Overall, just 17% of England and Wales would be affordable to the average household based on maximum borrowing of 4.5 times income.
Bank of England rules that banks should not have more than 15% of their lending at more than 4.5 times income means it is much harder to get mortgages for higher multiples.
While property prices are still to return to the pre-recession peak in Birmingham, the average cost has risen by almost 44 per cent in London. The average property price in Birmingham is £134,800, which represents a 4.7 per cent rise compared to last year but remains 2.8 per cent below the 2007 peak. London house prices rose 9.6pc in the year to September 2015, meaning the average London property now costs £499,997, according to data from the Land Registry. That means that the average home in Birmingham is 27 per cent of the cost of the equivalent property in the capital. The difference in property prices is now the most it has been for two decades.

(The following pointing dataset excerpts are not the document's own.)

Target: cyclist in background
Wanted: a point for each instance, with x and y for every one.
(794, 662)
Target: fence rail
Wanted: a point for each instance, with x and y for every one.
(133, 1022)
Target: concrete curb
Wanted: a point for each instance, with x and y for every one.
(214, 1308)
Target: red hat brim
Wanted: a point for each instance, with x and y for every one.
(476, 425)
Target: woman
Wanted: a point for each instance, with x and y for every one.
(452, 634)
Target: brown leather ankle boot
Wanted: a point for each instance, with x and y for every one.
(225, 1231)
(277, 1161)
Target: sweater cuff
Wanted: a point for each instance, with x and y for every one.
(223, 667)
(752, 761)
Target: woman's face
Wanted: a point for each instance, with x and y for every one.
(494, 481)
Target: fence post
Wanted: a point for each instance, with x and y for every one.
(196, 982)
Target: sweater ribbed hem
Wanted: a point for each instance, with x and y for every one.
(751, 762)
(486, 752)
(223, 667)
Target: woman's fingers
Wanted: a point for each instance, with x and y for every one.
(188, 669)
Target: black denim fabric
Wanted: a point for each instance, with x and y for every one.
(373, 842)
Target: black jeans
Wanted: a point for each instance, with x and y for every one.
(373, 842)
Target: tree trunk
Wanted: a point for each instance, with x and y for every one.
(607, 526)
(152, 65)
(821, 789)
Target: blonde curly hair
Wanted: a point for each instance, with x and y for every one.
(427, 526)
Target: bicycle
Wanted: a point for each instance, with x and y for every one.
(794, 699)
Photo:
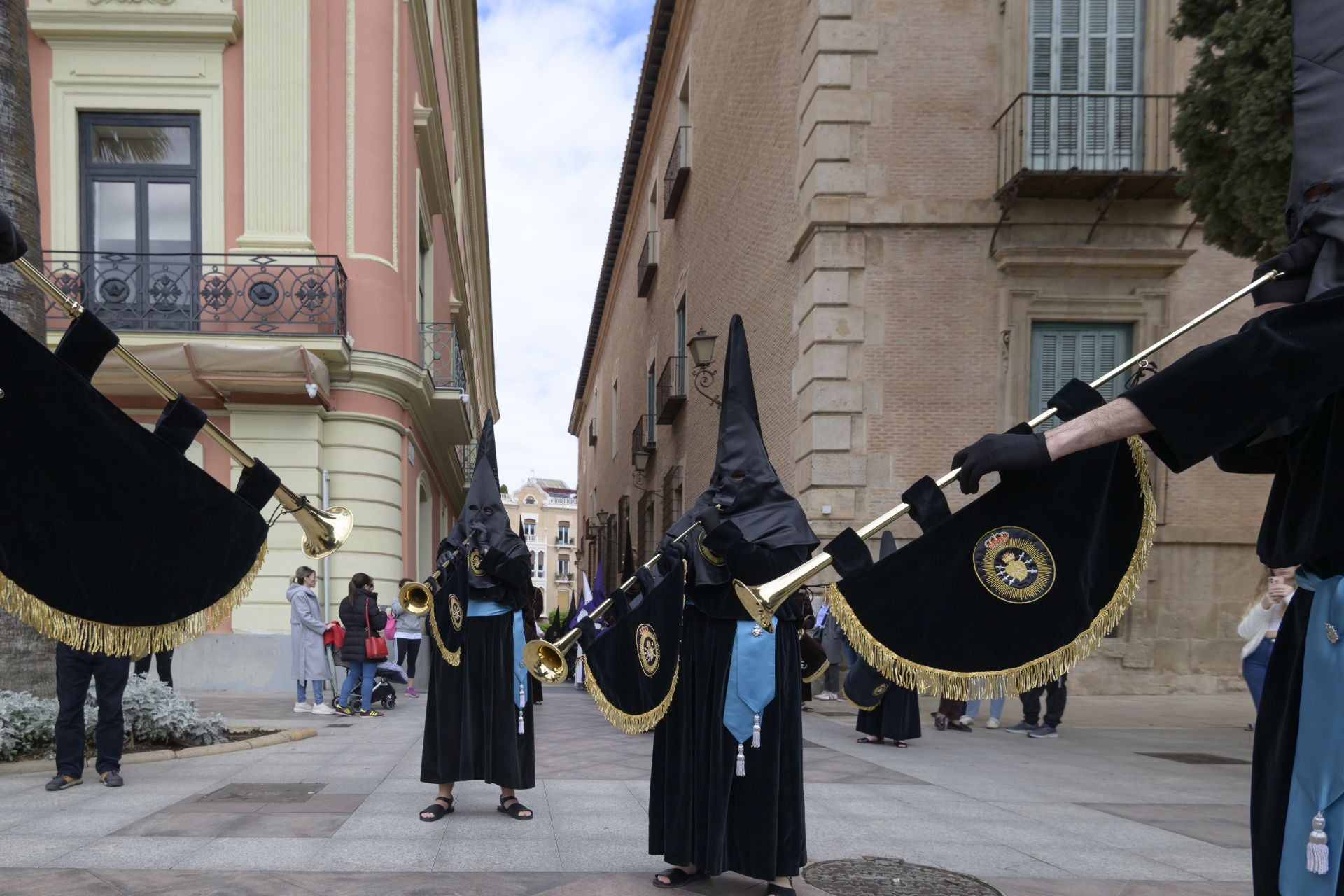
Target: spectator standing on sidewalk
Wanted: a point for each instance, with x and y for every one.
(308, 654)
(832, 641)
(410, 630)
(109, 675)
(1260, 628)
(1057, 694)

Will this last? With the development of Birmingham city centre notably at Paradise Circus, the regeneration of the Jewellery Quarter, the addition of iconic landmarks such as Grand Central Station and the new library and the planned HS2 terminal, Birmingham is on the up and this can be seen from the increasing numbers of foreign investors who are preferring to spend their money in the second city.
So where should you invest? Yes, I have a soft spot for Burnley, my ancestral home, but the smart money is on Birmingham!